Use to switch the shader network when secondary rays are evaluated for anything like shadows, transmission, or reflections
Use to switch between up to 64 different other materials using the choice parameter
Usd specification compliant material
Other material topics
Materials are assigned via a Layer assignment. At a minimum a geometry and material must be provided and by default the material will be lit by all lights in the scene. Further refinement of the material assignment can be achieved by providing a list of part names on the geometry, specifying a lightset, etc. Of note, displacement is applied separately from the material assignment.
Most materials accept a normal map as input, however, there are exceptions like the HairMaterial_v3 which only uses the geometric normals of the curves it is applied to. If a normal map is not supplied, then the material will either use explicit normals if they have been provided as an attribute on the geometry or the geometric normals.

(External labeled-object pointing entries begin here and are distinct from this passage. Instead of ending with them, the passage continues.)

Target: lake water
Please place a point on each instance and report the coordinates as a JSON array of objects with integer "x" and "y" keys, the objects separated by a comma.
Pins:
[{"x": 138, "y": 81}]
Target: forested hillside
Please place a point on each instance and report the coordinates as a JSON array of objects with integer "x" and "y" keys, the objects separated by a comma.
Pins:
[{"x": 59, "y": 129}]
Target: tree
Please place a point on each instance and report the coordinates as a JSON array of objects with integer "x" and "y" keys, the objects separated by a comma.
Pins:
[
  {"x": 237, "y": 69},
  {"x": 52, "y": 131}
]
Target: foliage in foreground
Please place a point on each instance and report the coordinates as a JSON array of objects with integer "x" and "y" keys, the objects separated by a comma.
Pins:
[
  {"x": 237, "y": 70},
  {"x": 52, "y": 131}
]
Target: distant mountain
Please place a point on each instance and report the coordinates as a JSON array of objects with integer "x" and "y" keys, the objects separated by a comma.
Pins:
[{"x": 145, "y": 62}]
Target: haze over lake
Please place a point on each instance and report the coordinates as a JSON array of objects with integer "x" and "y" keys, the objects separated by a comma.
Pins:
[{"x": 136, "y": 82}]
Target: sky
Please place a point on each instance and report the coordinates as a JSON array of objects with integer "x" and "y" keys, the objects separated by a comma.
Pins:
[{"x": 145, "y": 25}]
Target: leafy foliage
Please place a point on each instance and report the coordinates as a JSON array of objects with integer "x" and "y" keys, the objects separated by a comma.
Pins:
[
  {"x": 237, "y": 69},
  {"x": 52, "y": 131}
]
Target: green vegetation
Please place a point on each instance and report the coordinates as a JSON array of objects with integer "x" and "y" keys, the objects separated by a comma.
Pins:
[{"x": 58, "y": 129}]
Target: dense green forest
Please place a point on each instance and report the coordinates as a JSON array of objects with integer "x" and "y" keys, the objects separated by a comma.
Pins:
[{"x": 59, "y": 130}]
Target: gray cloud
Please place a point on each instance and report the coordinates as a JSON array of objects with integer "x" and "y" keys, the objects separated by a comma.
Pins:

Use thin geometry if you want the behavior of a thin surface, like a bubble or a balloon filled with air. This will essentially let light pass through without bending. It correctly handles IORs (index of refraction) when exiting the surface via back-sided polygons.
Thin geometry is also useful for planar or open surfaces modeled without thickness, eg. a leaf modeled without thickness or windows modeled single-sided.
When something hits the back-side of a surface, MoonRay treats that ray as if it is coming from the inside of a surface and wants to correctly invert the IORs. When designated as thin_geometry, MoonRay treats it as if it is hitting a front-facing surface and does not invert IORs and does not bend the ray since any bending will be corrected upon exiting from the infinitely thin surface.
Note: that roughness will have no effect when thin_geometry is on.
Sometimes you need to cut out or punch holes in a material so that it is not present in that region. For example a leaf on a flat card or a grate with many small holes. To accomplish this the presence attribute exists. This is not the same idea as opacity and it is intended to be used in a binary manner, the surface is either present or not present.
Special care must be taken when rendering nested dielectrics, or refractive objects that share a boundary and have different IORs (index of refraction) such as water in a glass cup with a partially submerged ice cube. There is no gap of air between the objects like there is in most rendering scenarios so the refracted light rays must keep track of their IOR and the object priority. This is accomplished via the priority attribute which only needs to be set in these scenarios.
A term for any light path that travels from a light source, to a specular surface, to a diffuse surface, to the camera. More commonly thought of as light rays focused by the curvature of a refractive or reflective surface such as the light pattern on the bottom of a pool or through a glass cup. Caustics by default are not enabled because of their rendering cost. However, in order to render accurate shadows cast by a refractive object or the focusing of light caused by a refractive or reflective surface casts_caustics must be enabled on the specular material.